No conseguí aplacar su ira.
– No habló con nadie, no coordinó. Se limitó a ir por ahí llamando a las puertas.
Oí su respiración intensa. Parecía jadeante.
– Primero llamé.
Algo no totalmente cierto en cuanto a Genevieve Trottier.
– Usted no es una investigadora.
– Accedieron a verme.
– Se cree Mickey Spillane. No es ése su trabajo.
– Es usted un detective muy culto.
– ¡Por Cristo, Brennan! ¡Me está irritando!
Se percibían los ruidos característicos de su departamento.
– Verá. -Parecía haberse controlado-. No me interprete de modo equivocado. Creo que es usted formal. Pero esto no es un juego. Esa gente no lo merece.
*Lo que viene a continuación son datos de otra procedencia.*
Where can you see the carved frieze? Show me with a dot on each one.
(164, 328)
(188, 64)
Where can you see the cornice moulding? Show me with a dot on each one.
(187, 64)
Sus palabras eran duras como el granito.
– Sí.
– Soy yo quien lleva el caso Trottier.
– ¿Qué ha hecho exactamente con su caso?
– ¡Bren…!
– ¿Y qué me dice de los otros? ¿En qué punto se encuentran?
Sentía que dominaba la situación.
– En estos momentos esas investigaciones no se han confiado a nadie con carácter preferente, Ryan. Francine Morisette-Champoux fue asesinada hace más de dieciocho meses; hace ocho meses que murió Trottier. Tengo la extravagante idea de que quienquiera que mató a esas mujeres debería ser descubierto y encerrado. Por ello me interesé. He hecho algunas preguntas. ¿Y qué sucede? Que me llaman fisgona. Y, como monsieur Claudel me cree un incordio, esos casos irán perdiendo cada vez más interés hasta que sean retirados de los programas y de la mente de todos. Una vez más.
– No la he llamado fisgona.
– ¿Qué me dice, Ryan?
– Comprendo que Claudel desee verla colgada y que usted quiera fulminarlo. Igual me sentiría yo si él me estuviera acorralando. Por mi parte sólo espero que ustedes dos no arruinen mi caso.